The staff of LifeHealthPro computes the measure, the PPACA 1095-A tax pain index, by searching three major Web-based tax forums for the terms 1095, 1095-A and 1040. We then divide the sum of the number of threads referring to 1095 and 1095-A that were started during the previous week by the number of new threads referring to 1040.

The “pain index” fell to 11 percent during the week ending April 8, down from 13 percent during the week ending April 1 and rising from 12 percent in mid-March.

This is an informal measure, and we have not computed a standard of deviation. Small changes may be the result of random fluctuations rather than an underlying change in confusion about 1095-A forms.

Users of the forums included — the Intuit TurboTax forum, H&R Block’s Community forum, and readers’ forum  — started 79 threads about 1095 or 1095-A forms during the week ending April 8 and 728 threads about 1040 forms.

The number 1040 threads fell 2 percent, and the number of 1095 threads fell 20 percent, to 79, from 99. 

Form 1095-A is the form a PPACA public exchange is supposed to send to exchange users to tell the users about the coverage they have owned and the PPACA exchange tax credit subsidies they have received.

See also: Meet IRS Form 1095-A

Form 1040 refers to a family of forms taxpayers use to file household tax returns.

Before the current tax filing season started, many experts were predicting that confusion over PPACA tax forms would lead to massive taxpayer confusion, with taxpayers swamping Internal Revenue Service (IRS) assistance lines and brick-and-mortar tax preparation offices.

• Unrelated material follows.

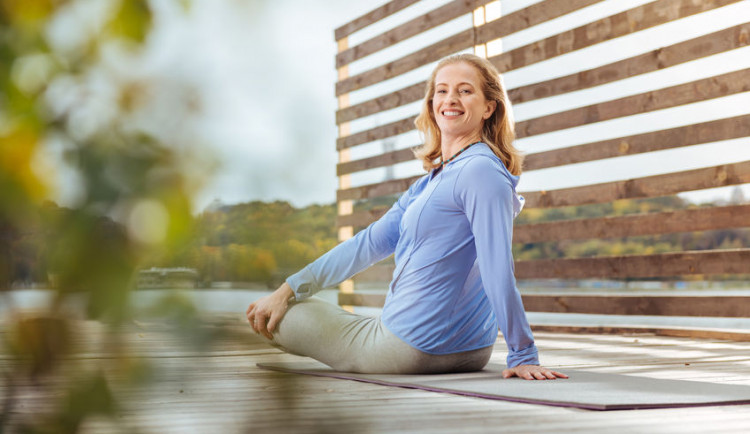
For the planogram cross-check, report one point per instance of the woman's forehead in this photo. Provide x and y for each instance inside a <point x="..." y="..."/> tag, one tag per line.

Earlier in the tax season, tax preparation firm executives said business was slower than they’d expected.

When this reporter passed by tax preparer offices in North Kansas City, Mo., last week and New York City this week, little activity was evident. Around 7:30 p.m. Monday, a tax preparation kiosk in a shopping mall in Jersey City, N.J., was helping one client and had no clients waiting for assistance.